Interestingly, untargeted metabolomic profile in Patient 1 demonstrated persistent abnormal metabolites including ethylmalonate and isobutyrylcarnitine even after OLT (Table 2). This indicates that despite transplant, EE patients might still be at risk for vascular complications including neurologic insults in the setting of an infection or other stressors. Therefore, post-transplant, patients may benefit from continuation of NAC, carnitine, and metronidazole.

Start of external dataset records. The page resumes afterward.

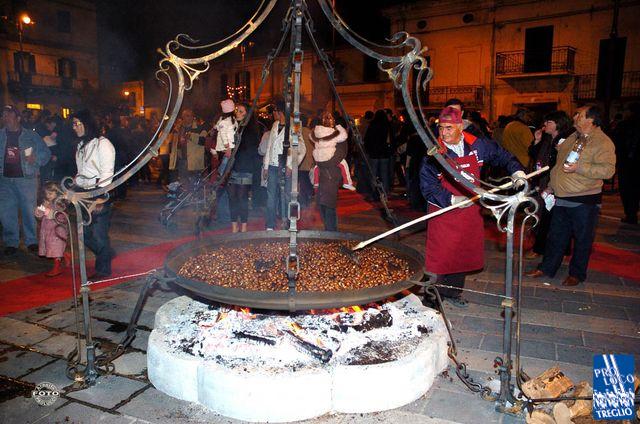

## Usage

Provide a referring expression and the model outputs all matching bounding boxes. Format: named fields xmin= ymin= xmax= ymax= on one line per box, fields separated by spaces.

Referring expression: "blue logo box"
xmin=593 ymin=354 xmax=635 ymax=420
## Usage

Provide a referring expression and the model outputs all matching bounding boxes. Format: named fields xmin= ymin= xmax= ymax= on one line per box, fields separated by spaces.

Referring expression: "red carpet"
xmin=0 ymin=190 xmax=640 ymax=316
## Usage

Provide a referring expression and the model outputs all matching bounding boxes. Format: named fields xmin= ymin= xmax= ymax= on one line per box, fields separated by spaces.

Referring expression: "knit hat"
xmin=2 ymin=105 xmax=20 ymax=116
xmin=438 ymin=106 xmax=462 ymax=124
xmin=220 ymin=99 xmax=236 ymax=113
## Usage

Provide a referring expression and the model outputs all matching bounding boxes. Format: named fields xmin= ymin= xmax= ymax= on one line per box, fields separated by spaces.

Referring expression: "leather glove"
xmin=451 ymin=195 xmax=473 ymax=209
xmin=511 ymin=171 xmax=527 ymax=188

Inborn metabolic disease is one of the most common indications for OLT accounting for about 20% of pediatric cases (Mc Kiernan, 2017). Many of these disorders have toxic intermediary metabolites that can be corrected by a normal liver. EE fits in this group of disorders. OLT was demonstrated to be a potential lifesaving treatment for patients with EE by Dionisi-Vici et al. and in our report. Furthermore, there is the potential of identifying patients with EE in infancy through NBS and to initiate treatment early in the disease course. The observations of clinical improvement in our patients who underwent liver transplantation serve to provide additional evidence to “validate this promising approach as standard of care for patients with EE” as suggested previously (Boyer et al., 2018) given the devastating natural history of EE and the lack of superior therapeutic options.
Supplementary Material
ACKNOWLEDGMENT
The authors would like to thank the patients, their families, and all physicians involved in their care. AT was supported by NIH training grant (T32GM07526-40).
Footnotes
CONFLICT OF INTEREST
Fernando Scaglia receives research support from BioElectron Technologies and Stealth Therapeutics; and is an investigator in the North American Mitochondrial Disease Consortium.
SUPPORTING INFORMATION
Additional supporting information may be found online in the Supporting Information section at the end of this article.
Informed Consent
Genetic analysis was performed after obtaining a written informed consent from both parents. Consent to publish clinical data of the patients was obtained from both parents of the minors.